Forgetting my qualms with the Soska’s cinematic quality, American Mary does look crisp playing with Blu-Ray quality. Mixing that with the 5.1 DTS-HD Master Audio provided the perfect atmosphere for club scenes and operations, but I would have appreciated a little more gore from the Soska sisters to really enjoy the clean presentation. For a movie about body modification, I actually felt underwhelmed by what was shown on camera. It’s still an incredibly clean watch though, and one that fans of the film should absolutely add to their collection, especially considering my skin was crawling during the surgical montage that plays during our title sequence.
As far as special features are concerned, here’s what we’ve got:
- A “Making Of” Featurette
- Audio Commentary Featuring The Soska Sisters Katharine Isabelle, And Tristan Risk
Following suit with my feelings about American Mary, the special features underwhelmed me in a way that was only made worse by watching the behind the scenes footage that is our “Making Of” glance into the Soska sister’s process. What could have been a really cool look into their directorial mechanics played just like a few cut-together fly-on-the-wall moments that simply watch some filming take place without any explanation. Sure, we get a sense of the Soskas as people, like witnessing funny moments of them having to explain how to do a proper “jerk off” motion, but aside from that, there’s no real value to the featurette.
But that’s all? You’ve got the audio commentary also, which provides enough entertainment for those people who actually turn it on, but I felt a little ripped off that we weren’t given any special features about body modification. The Soska’s dealings with the topic is one thing, but it would have been really fun to see the real world of body modifications and get a documentary style look at some of the real-life designs that inspired American Mary. Eh, more wasted potential that could have revealed a world so many people aren’t even aware of.
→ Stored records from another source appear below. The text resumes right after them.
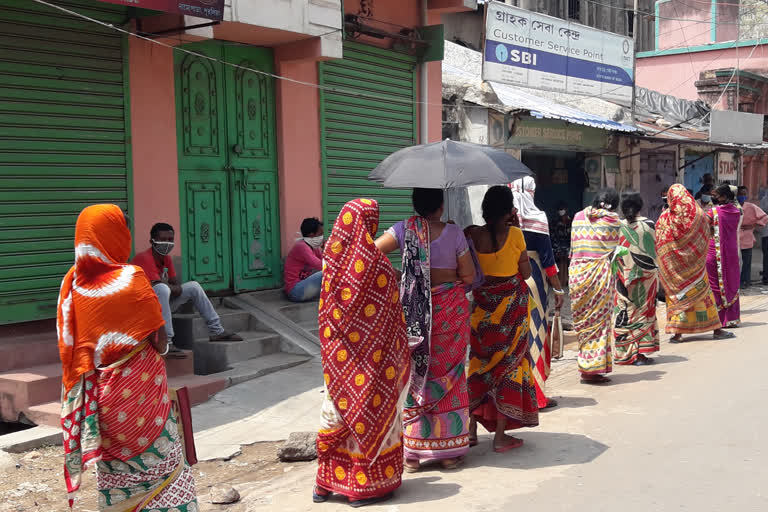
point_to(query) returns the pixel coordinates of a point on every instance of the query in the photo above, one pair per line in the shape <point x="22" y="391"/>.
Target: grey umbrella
<point x="448" y="164"/>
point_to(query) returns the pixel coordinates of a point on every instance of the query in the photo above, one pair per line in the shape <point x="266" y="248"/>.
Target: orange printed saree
<point x="116" y="412"/>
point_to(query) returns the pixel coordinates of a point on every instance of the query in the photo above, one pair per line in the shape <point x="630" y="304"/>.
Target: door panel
<point x="251" y="129"/>
<point x="228" y="168"/>
<point x="207" y="228"/>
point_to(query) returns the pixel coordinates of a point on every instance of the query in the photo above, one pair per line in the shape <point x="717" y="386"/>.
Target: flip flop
<point x="370" y="501"/>
<point x="508" y="447"/>
<point x="319" y="498"/>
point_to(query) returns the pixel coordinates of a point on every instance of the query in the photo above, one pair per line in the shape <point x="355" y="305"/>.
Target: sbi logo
<point x="515" y="56"/>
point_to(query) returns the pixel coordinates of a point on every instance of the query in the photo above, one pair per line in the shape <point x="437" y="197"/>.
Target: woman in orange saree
<point x="116" y="412"/>
<point x="366" y="364"/>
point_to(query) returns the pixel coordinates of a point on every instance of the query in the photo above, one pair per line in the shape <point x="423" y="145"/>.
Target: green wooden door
<point x="228" y="168"/>
<point x="368" y="111"/>
<point x="63" y="141"/>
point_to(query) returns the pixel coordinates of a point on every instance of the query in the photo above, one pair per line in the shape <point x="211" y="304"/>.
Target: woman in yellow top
<point x="502" y="393"/>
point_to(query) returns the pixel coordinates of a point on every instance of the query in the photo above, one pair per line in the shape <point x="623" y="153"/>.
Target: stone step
<point x="218" y="356"/>
<point x="22" y="389"/>
<point x="189" y="327"/>
<point x="201" y="388"/>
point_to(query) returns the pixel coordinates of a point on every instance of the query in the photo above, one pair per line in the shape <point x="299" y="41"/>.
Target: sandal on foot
<point x="319" y="498"/>
<point x="597" y="379"/>
<point x="551" y="403"/>
<point x="507" y="447"/>
<point x="452" y="463"/>
<point x="411" y="467"/>
<point x="370" y="501"/>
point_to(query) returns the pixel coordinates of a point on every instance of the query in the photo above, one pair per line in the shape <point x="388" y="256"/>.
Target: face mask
<point x="162" y="248"/>
<point x="315" y="241"/>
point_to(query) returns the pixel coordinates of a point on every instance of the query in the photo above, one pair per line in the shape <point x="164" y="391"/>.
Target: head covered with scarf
<point x="365" y="352"/>
<point x="531" y="218"/>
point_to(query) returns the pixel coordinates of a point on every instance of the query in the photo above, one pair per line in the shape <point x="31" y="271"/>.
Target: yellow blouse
<point x="503" y="263"/>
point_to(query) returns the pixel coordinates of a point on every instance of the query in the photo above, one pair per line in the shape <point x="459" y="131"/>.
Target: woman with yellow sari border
<point x="116" y="409"/>
<point x="682" y="242"/>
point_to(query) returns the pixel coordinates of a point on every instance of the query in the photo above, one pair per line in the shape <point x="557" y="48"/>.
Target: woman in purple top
<point x="436" y="266"/>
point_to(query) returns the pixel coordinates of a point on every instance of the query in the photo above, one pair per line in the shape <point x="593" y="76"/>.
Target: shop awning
<point x="462" y="66"/>
<point x="209" y="9"/>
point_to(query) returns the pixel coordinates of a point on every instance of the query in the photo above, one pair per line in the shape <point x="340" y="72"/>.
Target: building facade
<point x="231" y="131"/>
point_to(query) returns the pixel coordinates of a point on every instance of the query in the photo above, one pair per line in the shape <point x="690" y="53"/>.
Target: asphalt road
<point x="689" y="433"/>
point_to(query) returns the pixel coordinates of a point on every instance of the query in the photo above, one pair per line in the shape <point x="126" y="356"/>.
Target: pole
<point x="634" y="59"/>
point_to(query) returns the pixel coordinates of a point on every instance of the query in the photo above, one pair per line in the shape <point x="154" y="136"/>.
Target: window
<point x="574" y="9"/>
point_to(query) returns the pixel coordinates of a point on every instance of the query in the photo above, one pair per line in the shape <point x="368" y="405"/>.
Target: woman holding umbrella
<point x="436" y="266"/>
<point x="502" y="393"/>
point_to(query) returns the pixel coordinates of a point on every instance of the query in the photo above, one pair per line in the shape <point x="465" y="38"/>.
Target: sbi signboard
<point x="532" y="50"/>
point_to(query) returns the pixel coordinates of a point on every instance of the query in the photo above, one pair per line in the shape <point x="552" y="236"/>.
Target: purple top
<point x="445" y="250"/>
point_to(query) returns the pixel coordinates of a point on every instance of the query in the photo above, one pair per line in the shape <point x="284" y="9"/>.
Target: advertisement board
<point x="209" y="9"/>
<point x="533" y="50"/>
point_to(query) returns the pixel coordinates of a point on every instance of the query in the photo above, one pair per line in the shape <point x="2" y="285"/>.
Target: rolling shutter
<point x="359" y="130"/>
<point x="62" y="141"/>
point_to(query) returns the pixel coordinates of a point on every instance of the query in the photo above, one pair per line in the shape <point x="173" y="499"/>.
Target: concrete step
<point x="218" y="356"/>
<point x="22" y="389"/>
<point x="201" y="389"/>
<point x="189" y="327"/>
<point x="28" y="350"/>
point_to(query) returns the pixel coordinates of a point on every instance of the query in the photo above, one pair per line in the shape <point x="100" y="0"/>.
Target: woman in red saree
<point x="366" y="364"/>
<point x="436" y="266"/>
<point x="682" y="239"/>
<point x="116" y="411"/>
<point x="502" y="391"/>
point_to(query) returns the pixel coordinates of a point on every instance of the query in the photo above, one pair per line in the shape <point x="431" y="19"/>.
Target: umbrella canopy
<point x="448" y="164"/>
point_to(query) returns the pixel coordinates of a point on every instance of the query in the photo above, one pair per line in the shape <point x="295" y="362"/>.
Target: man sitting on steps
<point x="158" y="266"/>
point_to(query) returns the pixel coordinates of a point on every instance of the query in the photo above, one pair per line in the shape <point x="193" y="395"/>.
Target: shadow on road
<point x="627" y="378"/>
<point x="541" y="449"/>
<point x="423" y="489"/>
<point x="669" y="358"/>
<point x="573" y="402"/>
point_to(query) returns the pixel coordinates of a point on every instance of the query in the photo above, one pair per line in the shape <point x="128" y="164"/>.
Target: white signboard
<point x="735" y="127"/>
<point x="727" y="168"/>
<point x="532" y="50"/>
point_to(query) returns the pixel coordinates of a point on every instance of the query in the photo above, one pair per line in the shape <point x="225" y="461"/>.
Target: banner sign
<point x="209" y="9"/>
<point x="532" y="50"/>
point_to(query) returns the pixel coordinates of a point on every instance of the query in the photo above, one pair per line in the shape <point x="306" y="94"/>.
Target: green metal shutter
<point x="63" y="141"/>
<point x="361" y="128"/>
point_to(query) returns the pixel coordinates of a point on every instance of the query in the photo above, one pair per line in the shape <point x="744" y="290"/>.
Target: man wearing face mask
<point x="754" y="217"/>
<point x="303" y="265"/>
<point x="172" y="294"/>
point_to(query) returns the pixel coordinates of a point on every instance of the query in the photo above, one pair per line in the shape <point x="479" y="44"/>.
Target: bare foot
<point x="505" y="443"/>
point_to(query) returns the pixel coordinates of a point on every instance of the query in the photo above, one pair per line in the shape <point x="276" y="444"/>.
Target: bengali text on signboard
<point x="532" y="50"/>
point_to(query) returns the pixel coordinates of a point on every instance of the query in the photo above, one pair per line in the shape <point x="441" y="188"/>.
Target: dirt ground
<point x="37" y="483"/>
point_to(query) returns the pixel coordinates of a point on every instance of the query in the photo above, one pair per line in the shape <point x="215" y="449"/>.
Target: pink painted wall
<point x="153" y="134"/>
<point x="674" y="32"/>
<point x="298" y="146"/>
<point x="677" y="74"/>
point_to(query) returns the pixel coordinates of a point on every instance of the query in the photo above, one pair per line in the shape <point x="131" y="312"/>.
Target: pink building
<point x="700" y="56"/>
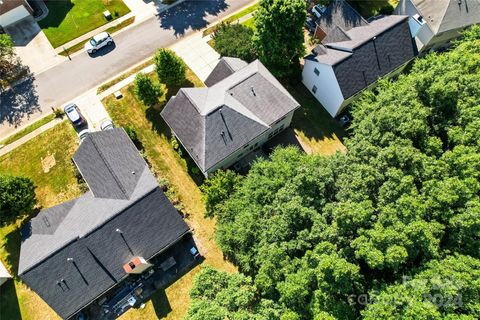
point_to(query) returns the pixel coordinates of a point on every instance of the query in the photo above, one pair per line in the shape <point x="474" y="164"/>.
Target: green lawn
<point x="370" y="8"/>
<point x="154" y="135"/>
<point x="233" y="18"/>
<point x="69" y="19"/>
<point x="52" y="149"/>
<point x="316" y="130"/>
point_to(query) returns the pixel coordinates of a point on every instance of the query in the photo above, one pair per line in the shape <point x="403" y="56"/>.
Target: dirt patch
<point x="48" y="162"/>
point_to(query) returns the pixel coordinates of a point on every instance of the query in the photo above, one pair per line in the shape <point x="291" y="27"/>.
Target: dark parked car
<point x="310" y="25"/>
<point x="74" y="115"/>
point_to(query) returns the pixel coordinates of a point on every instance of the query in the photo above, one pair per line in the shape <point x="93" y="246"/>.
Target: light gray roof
<point x="213" y="122"/>
<point x="85" y="228"/>
<point x="225" y="67"/>
<point x="444" y="15"/>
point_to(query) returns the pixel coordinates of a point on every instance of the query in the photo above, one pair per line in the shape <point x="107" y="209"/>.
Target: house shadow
<point x="160" y="303"/>
<point x="19" y="101"/>
<point x="311" y="118"/>
<point x="9" y="307"/>
<point x="190" y="15"/>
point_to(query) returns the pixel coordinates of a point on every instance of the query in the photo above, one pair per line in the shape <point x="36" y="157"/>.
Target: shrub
<point x="169" y="67"/>
<point x="146" y="90"/>
<point x="17" y="196"/>
<point x="234" y="40"/>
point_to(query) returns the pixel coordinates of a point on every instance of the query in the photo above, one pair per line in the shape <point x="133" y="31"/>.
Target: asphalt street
<point x="62" y="83"/>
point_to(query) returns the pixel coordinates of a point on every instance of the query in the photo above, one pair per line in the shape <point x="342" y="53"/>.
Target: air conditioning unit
<point x="136" y="266"/>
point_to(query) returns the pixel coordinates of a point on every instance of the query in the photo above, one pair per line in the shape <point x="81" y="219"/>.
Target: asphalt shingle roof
<point x="85" y="228"/>
<point x="225" y="67"/>
<point x="242" y="106"/>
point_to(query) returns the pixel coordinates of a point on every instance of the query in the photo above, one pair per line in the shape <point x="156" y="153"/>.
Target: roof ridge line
<point x="112" y="172"/>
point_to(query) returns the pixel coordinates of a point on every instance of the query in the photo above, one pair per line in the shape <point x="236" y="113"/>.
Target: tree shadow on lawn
<point x="57" y="12"/>
<point x="190" y="15"/>
<point x="19" y="101"/>
<point x="311" y="118"/>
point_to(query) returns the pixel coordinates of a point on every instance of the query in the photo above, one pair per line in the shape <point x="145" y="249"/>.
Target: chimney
<point x="136" y="266"/>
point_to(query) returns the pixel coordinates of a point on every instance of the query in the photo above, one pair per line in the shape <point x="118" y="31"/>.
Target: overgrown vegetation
<point x="17" y="197"/>
<point x="169" y="67"/>
<point x="279" y="36"/>
<point x="146" y="90"/>
<point x="388" y="230"/>
<point x="234" y="40"/>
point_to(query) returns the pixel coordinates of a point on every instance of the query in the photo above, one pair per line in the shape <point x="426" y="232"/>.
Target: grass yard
<point x="370" y="8"/>
<point x="69" y="19"/>
<point x="316" y="130"/>
<point x="233" y="18"/>
<point x="154" y="135"/>
<point x="46" y="159"/>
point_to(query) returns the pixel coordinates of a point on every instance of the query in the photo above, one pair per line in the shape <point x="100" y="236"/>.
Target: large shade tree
<point x="279" y="35"/>
<point x="316" y="234"/>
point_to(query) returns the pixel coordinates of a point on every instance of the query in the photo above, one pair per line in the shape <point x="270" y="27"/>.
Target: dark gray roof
<point x="84" y="228"/>
<point x="242" y="106"/>
<point x="338" y="18"/>
<point x="110" y="164"/>
<point x="225" y="67"/>
<point x="148" y="227"/>
<point x="373" y="59"/>
<point x="445" y="15"/>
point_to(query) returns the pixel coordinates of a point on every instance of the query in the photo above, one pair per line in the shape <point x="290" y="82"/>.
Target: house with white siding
<point x="353" y="54"/>
<point x="243" y="107"/>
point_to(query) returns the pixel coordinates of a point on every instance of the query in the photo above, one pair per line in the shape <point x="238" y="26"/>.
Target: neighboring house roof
<point x="214" y="122"/>
<point x="4" y="272"/>
<point x="85" y="228"/>
<point x="445" y="15"/>
<point x="370" y="52"/>
<point x="339" y="17"/>
<point x="225" y="67"/>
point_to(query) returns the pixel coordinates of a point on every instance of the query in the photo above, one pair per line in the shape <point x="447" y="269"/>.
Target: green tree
<point x="279" y="35"/>
<point x="170" y="68"/>
<point x="146" y="90"/>
<point x="17" y="197"/>
<point x="234" y="40"/>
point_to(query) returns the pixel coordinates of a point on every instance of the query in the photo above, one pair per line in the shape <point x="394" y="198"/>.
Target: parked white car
<point x="97" y="42"/>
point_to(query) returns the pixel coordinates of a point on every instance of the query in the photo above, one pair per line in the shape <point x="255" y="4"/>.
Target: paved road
<point x="70" y="79"/>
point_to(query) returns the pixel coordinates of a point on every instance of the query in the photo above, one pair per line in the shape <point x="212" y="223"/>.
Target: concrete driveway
<point x="32" y="46"/>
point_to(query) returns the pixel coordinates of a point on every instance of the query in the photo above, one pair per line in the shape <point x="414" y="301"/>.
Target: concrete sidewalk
<point x="197" y="54"/>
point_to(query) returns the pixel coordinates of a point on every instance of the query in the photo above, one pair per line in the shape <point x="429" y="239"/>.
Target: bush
<point x="132" y="133"/>
<point x="234" y="40"/>
<point x="146" y="90"/>
<point x="169" y="67"/>
<point x="17" y="196"/>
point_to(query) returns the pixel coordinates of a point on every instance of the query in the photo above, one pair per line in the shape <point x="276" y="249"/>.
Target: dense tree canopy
<point x="234" y="40"/>
<point x="17" y="197"/>
<point x="279" y="35"/>
<point x="169" y="67"/>
<point x="388" y="230"/>
<point x="146" y="90"/>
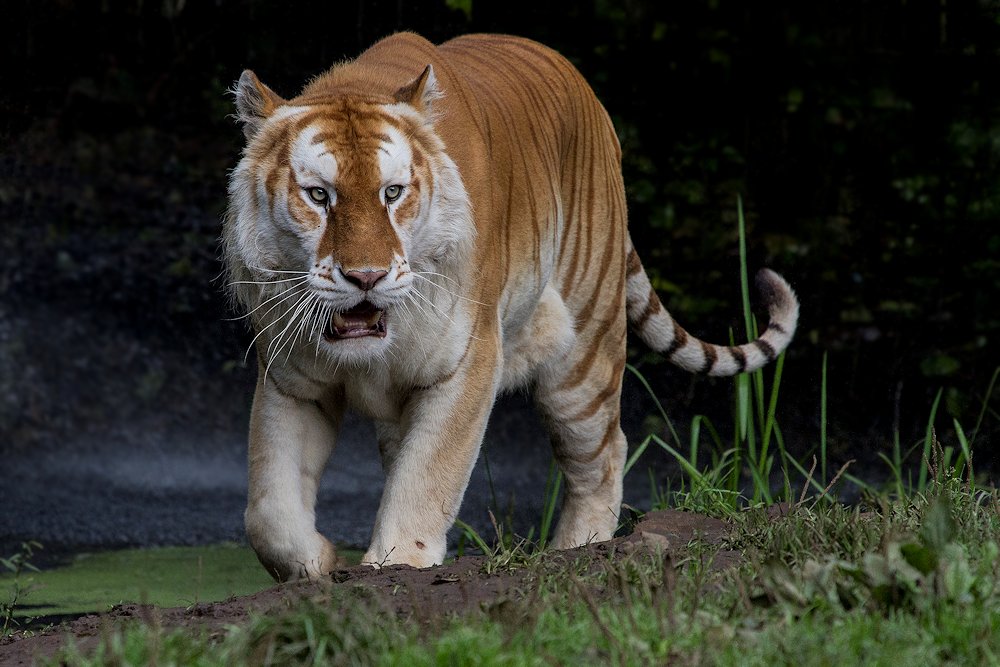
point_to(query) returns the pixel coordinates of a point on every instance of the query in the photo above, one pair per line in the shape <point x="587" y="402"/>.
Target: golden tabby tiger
<point x="420" y="229"/>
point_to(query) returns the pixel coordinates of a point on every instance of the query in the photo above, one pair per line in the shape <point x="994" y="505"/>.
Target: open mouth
<point x="362" y="320"/>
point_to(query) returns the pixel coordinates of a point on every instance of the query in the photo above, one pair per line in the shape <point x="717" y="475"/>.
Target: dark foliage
<point x="862" y="137"/>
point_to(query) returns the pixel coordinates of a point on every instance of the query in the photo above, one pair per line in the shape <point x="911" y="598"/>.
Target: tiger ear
<point x="421" y="92"/>
<point x="255" y="103"/>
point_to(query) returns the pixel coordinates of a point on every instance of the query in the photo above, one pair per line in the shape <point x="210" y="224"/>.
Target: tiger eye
<point x="392" y="193"/>
<point x="318" y="195"/>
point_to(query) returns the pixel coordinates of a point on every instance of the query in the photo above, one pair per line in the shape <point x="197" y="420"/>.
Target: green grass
<point x="899" y="581"/>
<point x="169" y="577"/>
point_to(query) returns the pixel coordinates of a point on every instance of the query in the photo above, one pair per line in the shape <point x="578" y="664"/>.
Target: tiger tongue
<point x="362" y="320"/>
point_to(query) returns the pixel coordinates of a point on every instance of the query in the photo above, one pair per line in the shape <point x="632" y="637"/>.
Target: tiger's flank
<point x="418" y="230"/>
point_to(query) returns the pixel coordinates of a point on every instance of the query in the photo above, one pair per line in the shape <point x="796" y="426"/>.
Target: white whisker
<point x="442" y="287"/>
<point x="275" y="321"/>
<point x="285" y="292"/>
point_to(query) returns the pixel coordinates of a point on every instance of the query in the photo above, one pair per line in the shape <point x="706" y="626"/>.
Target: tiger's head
<point x="342" y="210"/>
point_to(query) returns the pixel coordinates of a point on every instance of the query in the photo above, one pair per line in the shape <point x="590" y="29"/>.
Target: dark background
<point x="862" y="137"/>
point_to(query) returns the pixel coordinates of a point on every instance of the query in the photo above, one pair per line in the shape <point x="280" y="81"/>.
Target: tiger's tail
<point x="658" y="329"/>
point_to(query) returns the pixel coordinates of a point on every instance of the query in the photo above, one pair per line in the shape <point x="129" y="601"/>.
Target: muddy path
<point x="460" y="586"/>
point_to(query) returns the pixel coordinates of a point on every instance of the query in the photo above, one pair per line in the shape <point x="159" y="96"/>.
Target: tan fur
<point x="506" y="262"/>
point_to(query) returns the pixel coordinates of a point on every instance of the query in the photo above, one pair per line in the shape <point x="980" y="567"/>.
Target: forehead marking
<point x="395" y="155"/>
<point x="310" y="158"/>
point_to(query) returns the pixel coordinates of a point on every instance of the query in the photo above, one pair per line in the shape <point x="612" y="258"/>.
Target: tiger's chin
<point x="361" y="321"/>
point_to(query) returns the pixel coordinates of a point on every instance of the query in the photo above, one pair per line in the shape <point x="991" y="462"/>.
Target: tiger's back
<point x="455" y="217"/>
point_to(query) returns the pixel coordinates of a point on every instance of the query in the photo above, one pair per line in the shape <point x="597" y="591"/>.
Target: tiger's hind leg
<point x="579" y="399"/>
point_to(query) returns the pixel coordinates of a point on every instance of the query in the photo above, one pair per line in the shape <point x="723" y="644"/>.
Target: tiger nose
<point x="365" y="279"/>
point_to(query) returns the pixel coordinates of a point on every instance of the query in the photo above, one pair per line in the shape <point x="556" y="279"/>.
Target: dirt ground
<point x="458" y="586"/>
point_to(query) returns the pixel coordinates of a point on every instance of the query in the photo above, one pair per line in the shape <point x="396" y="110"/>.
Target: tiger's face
<point x="341" y="208"/>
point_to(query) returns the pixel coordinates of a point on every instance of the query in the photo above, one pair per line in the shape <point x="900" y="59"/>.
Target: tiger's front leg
<point x="290" y="442"/>
<point x="429" y="469"/>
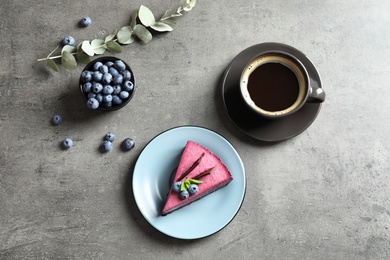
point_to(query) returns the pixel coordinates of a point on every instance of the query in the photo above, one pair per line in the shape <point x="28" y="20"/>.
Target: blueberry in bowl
<point x="107" y="83"/>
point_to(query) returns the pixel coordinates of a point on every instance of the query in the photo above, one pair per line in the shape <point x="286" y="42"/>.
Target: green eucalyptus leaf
<point x="146" y="16"/>
<point x="52" y="65"/>
<point x="169" y="22"/>
<point x="111" y="36"/>
<point x="124" y="34"/>
<point x="68" y="61"/>
<point x="87" y="48"/>
<point x="82" y="57"/>
<point x="98" y="46"/>
<point x="130" y="40"/>
<point x="133" y="19"/>
<point x="69" y="48"/>
<point x="161" y="27"/>
<point x="114" y="47"/>
<point x="142" y="33"/>
<point x="188" y="5"/>
<point x="191" y="3"/>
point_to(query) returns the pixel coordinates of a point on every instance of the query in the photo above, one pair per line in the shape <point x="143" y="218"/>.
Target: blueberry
<point x="109" y="64"/>
<point x="91" y="95"/>
<point x="107" y="89"/>
<point x="176" y="186"/>
<point x="57" y="119"/>
<point x="119" y="65"/>
<point x="107" y="104"/>
<point x="107" y="146"/>
<point x="113" y="71"/>
<point x="68" y="40"/>
<point x="124" y="95"/>
<point x="107" y="98"/>
<point x="85" y="21"/>
<point x="99" y="98"/>
<point x="118" y="79"/>
<point x="107" y="78"/>
<point x="97" y="76"/>
<point x="128" y="144"/>
<point x="128" y="86"/>
<point x="103" y="69"/>
<point x="126" y="75"/>
<point x="117" y="90"/>
<point x="116" y="100"/>
<point x="92" y="103"/>
<point x="87" y="87"/>
<point x="86" y="76"/>
<point x="193" y="189"/>
<point x="184" y="194"/>
<point x="67" y="143"/>
<point x="97" y="65"/>
<point x="110" y="136"/>
<point x="97" y="87"/>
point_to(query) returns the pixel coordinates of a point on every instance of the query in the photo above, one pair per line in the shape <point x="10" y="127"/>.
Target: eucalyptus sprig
<point x="143" y="22"/>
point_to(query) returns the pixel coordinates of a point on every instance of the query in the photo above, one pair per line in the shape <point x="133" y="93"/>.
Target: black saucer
<point x="250" y="123"/>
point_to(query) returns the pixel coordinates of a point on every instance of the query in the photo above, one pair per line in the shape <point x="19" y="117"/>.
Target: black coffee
<point x="273" y="87"/>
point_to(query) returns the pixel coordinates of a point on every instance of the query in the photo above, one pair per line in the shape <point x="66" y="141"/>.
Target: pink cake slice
<point x="197" y="159"/>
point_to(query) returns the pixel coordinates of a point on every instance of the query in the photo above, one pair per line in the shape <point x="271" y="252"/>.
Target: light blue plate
<point x="153" y="170"/>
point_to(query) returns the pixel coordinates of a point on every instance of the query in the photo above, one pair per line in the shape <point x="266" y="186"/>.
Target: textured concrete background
<point x="321" y="195"/>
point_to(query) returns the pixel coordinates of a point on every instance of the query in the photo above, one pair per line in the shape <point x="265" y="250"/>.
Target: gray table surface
<point x="323" y="194"/>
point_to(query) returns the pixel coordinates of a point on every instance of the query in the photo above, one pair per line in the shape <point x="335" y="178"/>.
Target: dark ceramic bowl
<point x="89" y="67"/>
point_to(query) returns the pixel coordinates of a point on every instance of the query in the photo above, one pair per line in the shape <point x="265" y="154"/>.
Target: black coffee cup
<point x="276" y="84"/>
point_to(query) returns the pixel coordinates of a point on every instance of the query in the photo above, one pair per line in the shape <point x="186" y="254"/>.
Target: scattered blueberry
<point x="107" y="146"/>
<point x="184" y="194"/>
<point x="176" y="186"/>
<point x="85" y="21"/>
<point x="128" y="144"/>
<point x="92" y="103"/>
<point x="68" y="40"/>
<point x="67" y="143"/>
<point x="110" y="136"/>
<point x="57" y="119"/>
<point x="193" y="189"/>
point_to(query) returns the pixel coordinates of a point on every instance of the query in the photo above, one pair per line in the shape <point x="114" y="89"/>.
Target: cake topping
<point x="196" y="163"/>
<point x="190" y="186"/>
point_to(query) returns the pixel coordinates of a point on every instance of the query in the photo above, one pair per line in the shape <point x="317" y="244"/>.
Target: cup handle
<point x="316" y="95"/>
American Mary is a film with loads of potential, a crazed concept which fits the Soska sister’s eccentric repertoire, a strong actress in Katharine Isabelle, but none of the cohesion to bring all those different portions together. There’s a goal and an endpoint our filmmakers obviously want to reach, coupled with a want to gross us out with surgical horror, but the resolution is one that’s ignored for most of the film, only to surface within the final act as if someone frantically remembered “Uh, isn’t this film supposed to wrap up soon?”
Trust me, if you didn’t enjoy American Mary the first time around, this bare bones Blu-Ray won’t change your mind, but if you fell head-over-heels for “one of the most fascinating female-themed horror stories in years,” the Soska sister’s second feature will provide a clean watch you can proudly display in your horror collection.